N.E.THING

Why most AI projects fail before they start

There's a statistic that gets thrown around a lot: 85% of AI projects fail. The number varies depending on the source, but the pattern is consistent. Most AI initiatives don't fail because the technology doesn't work. They fail because the project was set up to fail from the beginning.

After working across dozens of AI implementations — from document processing pipelines to predictive maintenance systems — we've identified five failure modes that account for the vast majority of stalled or abandoned projects. None of them are technical.

Failure Mode 1: Wrong Problem Selection

The most common mistake is choosing to automate a process that sounds impressive rather than one that delivers measurable value. Teams gravitate toward flashy use cases — building a chatbot, implementing computer vision — without first asking whether the problem is worth solving with AI at all.

The fix is simple but rarely followed: start with the business outcome, not the technology. What decision are you trying to improve? What process costs you the most time or money? What would change if you had perfect information? Work backward from there.

Failure Mode 2: No Data Strategy

AI is only as good as its data, yet most organisations jump to model selection before understanding what data they have, where it lives, and whether it's actually usable. We've seen companies invest six figures in AI platforms only to discover their training data is incomplete, inconsistent, or locked in systems that can't be accessed programmatically.

Before any AI project, audit your data. Map every source. Understand the gaps. Build the pipeline before you build the model.

Failure Mode 3: Underestimating Change Management

Even a perfectly built AI system will fail if the people who need to use it don't trust it, don't understand it, or see it as a threat to their role. Change management isn't a nice-to-have — it's a critical dependency.

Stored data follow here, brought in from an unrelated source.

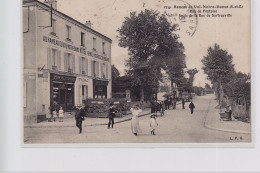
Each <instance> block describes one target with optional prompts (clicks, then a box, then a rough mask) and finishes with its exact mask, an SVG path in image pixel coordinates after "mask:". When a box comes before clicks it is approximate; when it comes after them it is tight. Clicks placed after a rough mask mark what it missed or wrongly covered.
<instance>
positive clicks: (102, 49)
mask: <svg viewBox="0 0 260 173" xmlns="http://www.w3.org/2000/svg"><path fill="white" fill-rule="evenodd" d="M105 46H106V43H105V42H102V52H103V54H104V55H105V54H106V50H105Z"/></svg>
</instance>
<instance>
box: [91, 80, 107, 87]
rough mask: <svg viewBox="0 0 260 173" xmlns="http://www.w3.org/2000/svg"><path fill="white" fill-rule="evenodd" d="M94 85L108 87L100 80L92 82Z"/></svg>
mask: <svg viewBox="0 0 260 173" xmlns="http://www.w3.org/2000/svg"><path fill="white" fill-rule="evenodd" d="M94 84H95V85H96V86H97V85H101V86H107V85H108V81H102V80H94Z"/></svg>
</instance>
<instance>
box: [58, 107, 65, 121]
mask: <svg viewBox="0 0 260 173" xmlns="http://www.w3.org/2000/svg"><path fill="white" fill-rule="evenodd" d="M63 117H64V111H63V109H62V107H60V110H59V118H60V122H63Z"/></svg>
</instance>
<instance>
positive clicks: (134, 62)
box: [118, 10, 176, 101]
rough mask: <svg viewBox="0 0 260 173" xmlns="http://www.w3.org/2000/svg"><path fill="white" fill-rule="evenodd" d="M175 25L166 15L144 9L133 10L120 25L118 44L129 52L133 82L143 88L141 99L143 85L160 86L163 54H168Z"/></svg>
mask: <svg viewBox="0 0 260 173" xmlns="http://www.w3.org/2000/svg"><path fill="white" fill-rule="evenodd" d="M175 27H176V26H175V25H173V26H171V25H170V23H169V22H168V21H167V19H166V17H165V16H164V15H159V13H158V12H156V11H153V10H145V11H141V12H140V13H139V14H137V13H136V12H131V13H130V17H126V18H125V21H124V22H123V24H122V26H121V28H119V29H118V32H119V35H120V36H119V37H118V38H119V46H121V47H124V48H128V53H129V55H130V58H129V59H128V60H127V62H126V66H127V67H128V69H127V75H128V76H129V77H130V78H131V83H132V85H133V86H135V87H139V88H140V96H141V97H140V100H141V101H143V100H144V95H145V94H144V89H145V88H146V87H149V86H157V85H158V80H160V79H161V76H162V75H161V70H160V68H161V67H162V65H163V63H162V62H163V61H162V59H163V55H164V54H167V52H168V51H167V48H168V46H169V44H170V43H171V42H172V41H173V40H174V38H173V35H172V32H173V31H174V29H175ZM162 53H163V54H162ZM155 62H159V63H155Z"/></svg>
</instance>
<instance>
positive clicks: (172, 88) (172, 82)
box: [171, 80, 173, 93]
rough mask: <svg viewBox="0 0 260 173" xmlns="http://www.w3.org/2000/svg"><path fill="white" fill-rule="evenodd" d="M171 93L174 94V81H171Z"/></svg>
mask: <svg viewBox="0 0 260 173" xmlns="http://www.w3.org/2000/svg"><path fill="white" fill-rule="evenodd" d="M171 93H173V80H171Z"/></svg>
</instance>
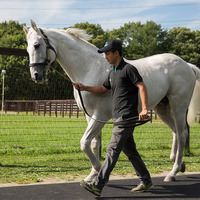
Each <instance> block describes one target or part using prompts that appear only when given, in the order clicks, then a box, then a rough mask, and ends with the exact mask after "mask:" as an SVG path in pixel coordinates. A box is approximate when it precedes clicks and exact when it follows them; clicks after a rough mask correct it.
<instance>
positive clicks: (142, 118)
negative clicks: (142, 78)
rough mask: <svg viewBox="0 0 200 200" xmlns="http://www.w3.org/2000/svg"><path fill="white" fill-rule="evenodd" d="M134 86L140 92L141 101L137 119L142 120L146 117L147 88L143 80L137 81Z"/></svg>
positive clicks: (146, 117) (146, 106) (140, 97)
mask: <svg viewBox="0 0 200 200" xmlns="http://www.w3.org/2000/svg"><path fill="white" fill-rule="evenodd" d="M136 86H137V87H138V88H139V92H140V99H141V102H142V111H141V113H140V114H139V120H143V119H146V118H147V113H148V110H147V103H148V96H147V88H146V86H145V84H144V82H139V83H138V84H136Z"/></svg>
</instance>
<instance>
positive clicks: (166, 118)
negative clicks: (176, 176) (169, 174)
mask: <svg viewBox="0 0 200 200" xmlns="http://www.w3.org/2000/svg"><path fill="white" fill-rule="evenodd" d="M154 110H155V112H156V113H157V114H158V115H159V117H160V118H161V120H162V121H163V122H164V123H166V124H167V125H168V126H169V127H170V129H171V131H172V134H173V142H172V149H171V154H170V159H171V160H172V161H173V162H175V160H176V155H177V133H176V126H175V120H174V118H173V116H172V113H171V109H170V106H169V104H168V101H166V99H165V101H164V102H161V103H160V104H158V105H157V106H156V107H155V108H154ZM184 166H185V165H184V163H183V162H182V163H181V171H182V172H183V168H184ZM174 180H175V177H171V178H170V179H168V178H167V179H165V181H174Z"/></svg>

The best AI projects we've delivered all had one thing in common: end users were involved from week one. They helped define the problem, tested early prototypes, and felt ownership over the solution.

Failure Mode 4: Vendor Lock-in

Choosing a proprietary AI platform because it promises fast results often leads to long-term pain. When your business logic lives inside a vendor's black box, you lose the ability to customise, migrate, or scale on your own terms.

We advocate for open architectures wherever possible. Use best-in-class models through APIs, own your data pipelines, and keep your core logic in code you control.

Failure Mode 5: No Success Metrics

If you can't measure success, you can't prove value. Too many AI projects are evaluated on vague criteria like 'improved efficiency' or 'better insights' — terms that mean different things to different stakeholders.

Define your success metrics before you write a single line of code. Processing time reduced by X%. Error rate below Y%. Cost savings of Z per quarter. Make them specific, measurable, and agreed upon by everyone who matters.

How Boutique Consultancies Avoid These Traps

Large consultancies often perpetuate these failure modes — they sell AI strategy as a product, deliver a deck full of recommendations, and leave implementation to an internal team that wasn't part of the discovery process.

At Nething, we do the opposite. We own the problem from discovery through deployment. We start with the business challenge, not the technology. We build working systems, not slide decks. And we measure success the same way our clients do: in measurable, tangible outcomes.